1 – Confinement n°2 et télétravail : ce que demande le gouvernement

« Le recours au télétravail doit être le plus massif possible, a insisté Jean Castex jeudi matin à l'Assemblée nationale. Dans le secteur privé, toutes les fonctions qui peuvent être télétravaillées doivent l'être 5 jours sur 5. Cela sera inscrit dans le protocole national en entreprise. » Un recours au télétravail qui s'impose aussi « 5 jours sur 5 » pour les « administrations publiques », lorsque les missions « peuvent s'exercer à distance ».

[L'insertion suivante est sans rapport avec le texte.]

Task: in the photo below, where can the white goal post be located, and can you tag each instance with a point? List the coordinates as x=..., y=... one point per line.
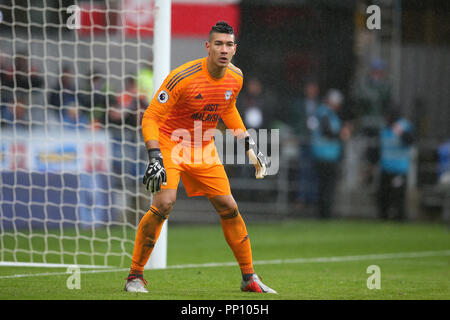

« Évidemment, l'inspection du travail va accompagner, conseiller et aider les entreprises. Il y aura des contrôles, évidemment, et si nécessaire des sanctions », en cas de non-respect de la généralisation du télétravail pendant le reconfinement, a ajouté le porte-parole du gouvernement Gabriel Attal jeudi matin, sur RTL, en laissant la main à la ministre du Travail Élisabeth Borne pour préciser la nature des sanctions visant les employeurs récalcitrants. Élisabeth Borne a ajouté jeudi soir que le télétravail « n’est pas une option » mais « une obligation » pour les salariés qui le peuvent.